At once a high-stakes financial thriller with a gripping cautionary tale on the perils of rapacious greed, and thoughtful human drama about reclaiming life's essentials, "The Hummingbird Project" is a story for our up-to-the-minute times; where a millisecond can determine fortune or failure, and the next big technological advancement could wipe out today's way of doing things almost instantly. This film is about the amazing premise of people digging thousand-mile long tunnels to try and shave a couple of milliseconds off of the time it took to make their stock market trades. We've this haunting image in our head of stock market hustlers struggling to walk through swamps and muddy forests in their expensive suits, putting their sanity on the line all for the good old dollar. It's about quantum physics experts, fiber optic physicists, highly specialized tunnel digging experts who dig hundred-mile-long, four-inch-wide tunnels for a living. High frequency trading experts dealing with billion dollar money flows on a daily basis. Boy, what a ride. In retrospect, there's something about bringing forward what seems to be a metaphoric world, when in fact most of what's in the script is, in some way, true to life.
"The Hummingbird Project" builds on a growing body of work that's global in scope and scale yet intimate in its examination of ordinary people living in extraordinary times, often at the mercy of nature, who connect and conspire amid hurdles ranging from technology, time and distance to warfare and climate.

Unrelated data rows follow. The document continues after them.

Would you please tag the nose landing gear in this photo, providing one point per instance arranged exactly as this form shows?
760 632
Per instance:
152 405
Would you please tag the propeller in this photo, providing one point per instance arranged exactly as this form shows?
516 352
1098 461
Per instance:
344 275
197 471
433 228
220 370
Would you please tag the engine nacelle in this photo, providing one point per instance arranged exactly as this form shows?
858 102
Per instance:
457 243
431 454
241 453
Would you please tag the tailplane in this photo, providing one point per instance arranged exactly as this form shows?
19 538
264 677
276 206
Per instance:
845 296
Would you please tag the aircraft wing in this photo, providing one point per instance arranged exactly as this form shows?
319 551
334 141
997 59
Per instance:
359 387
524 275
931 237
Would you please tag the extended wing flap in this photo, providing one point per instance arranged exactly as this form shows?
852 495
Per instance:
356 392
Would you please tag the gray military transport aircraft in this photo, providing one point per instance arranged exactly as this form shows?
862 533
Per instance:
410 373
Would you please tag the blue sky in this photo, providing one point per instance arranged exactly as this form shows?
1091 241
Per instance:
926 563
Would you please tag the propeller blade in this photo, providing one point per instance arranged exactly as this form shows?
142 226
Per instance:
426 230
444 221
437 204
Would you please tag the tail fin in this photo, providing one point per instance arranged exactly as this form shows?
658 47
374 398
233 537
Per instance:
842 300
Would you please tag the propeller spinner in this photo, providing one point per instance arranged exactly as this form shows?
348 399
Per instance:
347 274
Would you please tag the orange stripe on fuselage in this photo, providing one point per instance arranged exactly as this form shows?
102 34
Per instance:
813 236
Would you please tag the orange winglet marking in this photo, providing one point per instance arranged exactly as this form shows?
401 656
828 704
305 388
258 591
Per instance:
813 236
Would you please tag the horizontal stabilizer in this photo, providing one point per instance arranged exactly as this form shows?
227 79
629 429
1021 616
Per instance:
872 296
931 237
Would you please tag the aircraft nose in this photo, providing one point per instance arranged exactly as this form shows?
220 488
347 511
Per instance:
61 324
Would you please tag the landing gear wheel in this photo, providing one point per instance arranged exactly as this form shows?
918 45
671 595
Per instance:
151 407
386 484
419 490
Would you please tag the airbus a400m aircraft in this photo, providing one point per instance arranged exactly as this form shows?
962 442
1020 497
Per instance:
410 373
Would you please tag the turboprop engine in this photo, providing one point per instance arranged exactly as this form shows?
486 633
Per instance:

The film is fascinated by the idea of finance professionals digging thousand-mile-long tunnels to try and eliminate milliseconds from their stock-market trades. This is a relatable and very human struggle; one that's rooted as much in the natural world as the digital realm. It's about speed-obsessed quants, the physicists, engineers and mathematicians-turned-financiers who generate more than half of all 'U.S.' stock trading. In the pursuit of market-beating returns, sending a signal at faster than light speed provides the ultimate edge; a way to make trades in the past, the financial equivalent of betting on a horse after it has been run. One of the underlying themes of the film is the elasticity of time, similar to the way Einstein explains 'Relativity'. There's something about our experience of time that's so different depending on our emotional status. Things are becoming so fast-paced that we're losing our sense of reality, and we feel it.